🤖 AI Summary
This work unifies neural network learning and kernel learning theory by bridging the intrinsic connections between infinitely wide neural networks, the Neural Network Gaussian Process (NNGP), and the Neural Tangent Kernel (NTK). Method: We propose the Unified Neural Kernel (UNK), constructed as the inner product of gradient-descent-generated variables, jointly capturing training dynamics and initialization effects. UNK asymptotically unifies NNGP (the Bayesian zeroth-order limit) and NTK (the first-order tangent-space limit): it approximates NTK behavior in finite steps and converges to NNGP in the infinite-step limit. Theoretically, we establish uniform tightness and learning convergence guarantees for UNK, leveraging function-space analysis, random matrix theory, and gradient flow modeling. Results: Empirical evaluation across multiple benchmarks demonstrates that UNK significantly outperforms standalone NNGP or NTK, achieving superior generalization performance and enhanced training stability.
📝 Abstract
Past decades have witnessed a great interest in the distinction and connection between neural network learning and kernel learning.

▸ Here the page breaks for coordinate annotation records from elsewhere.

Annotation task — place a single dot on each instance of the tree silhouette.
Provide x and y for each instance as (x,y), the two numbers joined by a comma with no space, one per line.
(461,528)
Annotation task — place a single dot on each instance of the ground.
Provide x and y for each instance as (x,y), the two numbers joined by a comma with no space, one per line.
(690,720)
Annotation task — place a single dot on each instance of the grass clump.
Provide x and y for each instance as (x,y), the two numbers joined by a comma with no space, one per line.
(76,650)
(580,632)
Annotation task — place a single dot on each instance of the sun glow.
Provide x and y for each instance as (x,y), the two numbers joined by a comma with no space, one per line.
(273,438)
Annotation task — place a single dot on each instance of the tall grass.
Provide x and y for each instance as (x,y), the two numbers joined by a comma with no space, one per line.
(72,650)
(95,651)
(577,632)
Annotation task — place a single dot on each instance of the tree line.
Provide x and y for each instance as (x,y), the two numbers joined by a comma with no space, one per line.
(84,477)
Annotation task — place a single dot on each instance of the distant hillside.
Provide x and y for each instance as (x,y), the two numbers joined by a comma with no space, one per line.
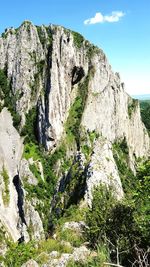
(142,97)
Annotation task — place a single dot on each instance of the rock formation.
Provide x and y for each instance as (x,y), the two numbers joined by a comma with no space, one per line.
(77,97)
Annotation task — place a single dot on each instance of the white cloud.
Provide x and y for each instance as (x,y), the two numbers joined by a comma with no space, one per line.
(99,18)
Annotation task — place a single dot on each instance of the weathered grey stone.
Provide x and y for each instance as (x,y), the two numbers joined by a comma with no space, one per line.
(76,226)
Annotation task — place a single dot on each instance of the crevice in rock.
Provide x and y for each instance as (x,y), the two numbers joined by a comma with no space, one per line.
(17,184)
(77,74)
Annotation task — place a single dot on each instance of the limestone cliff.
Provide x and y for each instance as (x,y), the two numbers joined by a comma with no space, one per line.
(79,104)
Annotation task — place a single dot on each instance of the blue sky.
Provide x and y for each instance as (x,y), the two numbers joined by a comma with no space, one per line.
(126,41)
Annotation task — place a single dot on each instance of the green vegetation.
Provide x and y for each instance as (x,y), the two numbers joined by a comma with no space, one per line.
(121,156)
(72,126)
(101,256)
(5,192)
(145,113)
(121,226)
(8,98)
(29,130)
(132,106)
(42,35)
(19,254)
(45,189)
(78,39)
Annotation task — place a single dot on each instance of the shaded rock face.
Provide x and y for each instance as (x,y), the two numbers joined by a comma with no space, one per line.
(13,216)
(47,67)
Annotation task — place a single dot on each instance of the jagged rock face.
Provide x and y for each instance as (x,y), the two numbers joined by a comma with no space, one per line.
(112,113)
(11,149)
(43,73)
(16,214)
(102,169)
(46,69)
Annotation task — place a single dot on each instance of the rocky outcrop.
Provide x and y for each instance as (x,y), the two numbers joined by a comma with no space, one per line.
(60,75)
(11,148)
(15,214)
(102,169)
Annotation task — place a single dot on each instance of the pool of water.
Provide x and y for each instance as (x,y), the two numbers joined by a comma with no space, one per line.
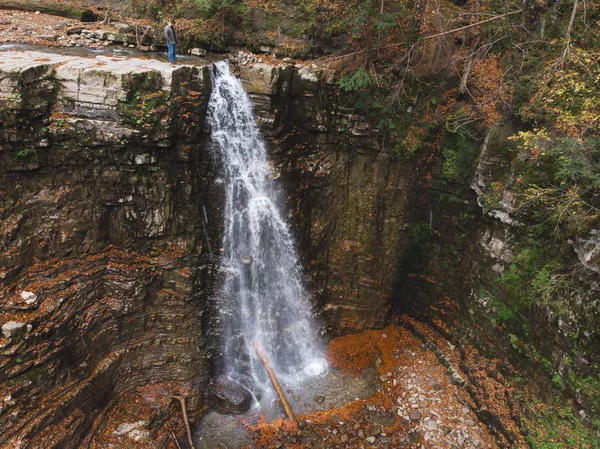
(333,390)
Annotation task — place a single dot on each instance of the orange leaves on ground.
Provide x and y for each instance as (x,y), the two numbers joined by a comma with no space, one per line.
(489,89)
(354,353)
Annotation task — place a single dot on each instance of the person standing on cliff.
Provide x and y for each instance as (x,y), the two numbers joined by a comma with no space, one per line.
(171,37)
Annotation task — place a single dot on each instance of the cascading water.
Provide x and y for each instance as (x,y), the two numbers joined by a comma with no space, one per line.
(262,295)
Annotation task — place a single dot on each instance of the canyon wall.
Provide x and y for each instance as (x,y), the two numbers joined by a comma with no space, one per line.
(111,222)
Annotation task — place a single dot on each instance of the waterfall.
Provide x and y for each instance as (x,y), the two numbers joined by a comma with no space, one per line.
(262,295)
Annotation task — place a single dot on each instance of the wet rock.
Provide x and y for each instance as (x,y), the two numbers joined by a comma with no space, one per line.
(415,415)
(230,397)
(14,329)
(198,52)
(383,419)
(30,299)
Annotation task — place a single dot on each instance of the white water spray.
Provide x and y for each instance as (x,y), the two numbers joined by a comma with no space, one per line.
(262,295)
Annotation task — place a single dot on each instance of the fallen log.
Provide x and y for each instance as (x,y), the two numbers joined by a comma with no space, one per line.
(286,406)
(63,9)
(185,419)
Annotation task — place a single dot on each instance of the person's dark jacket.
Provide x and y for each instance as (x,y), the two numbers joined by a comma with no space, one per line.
(170,35)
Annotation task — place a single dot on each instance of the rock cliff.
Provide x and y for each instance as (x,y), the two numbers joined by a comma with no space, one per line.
(110,202)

Recent advancements have made theoretical progress in connecting infinite-wide neural networks and Gaussian processes. Two predominant approaches have emerged: the Neural Network Gaussian Process (NNGP) and the Neural Tangent Kernel (NTK). The former, rooted in Bayesian inference, represents a zero-order kernel, while the latter, grounded in the tangent space of gradient descents, is a first-order kernel. In this paper, we present the Unified Neural Kernel (UNK), which {is induced by the inner product of produced variables and characterizes the learning dynamics of neural networks with gradient descents and parameter initialization.} The proposed UNK kernel maintains the limiting properties of both NNGP and NTK, exhibiting behaviors akin to NTK with a finite learning step and converging to NNGP as the learning step approaches infinity. Besides, we also theoretically characterize the uniform tightness and learning convergence of the UNK kernel, providing comprehensive insights into this unified kernel. Experimental results underscore the effectiveness of our proposed method.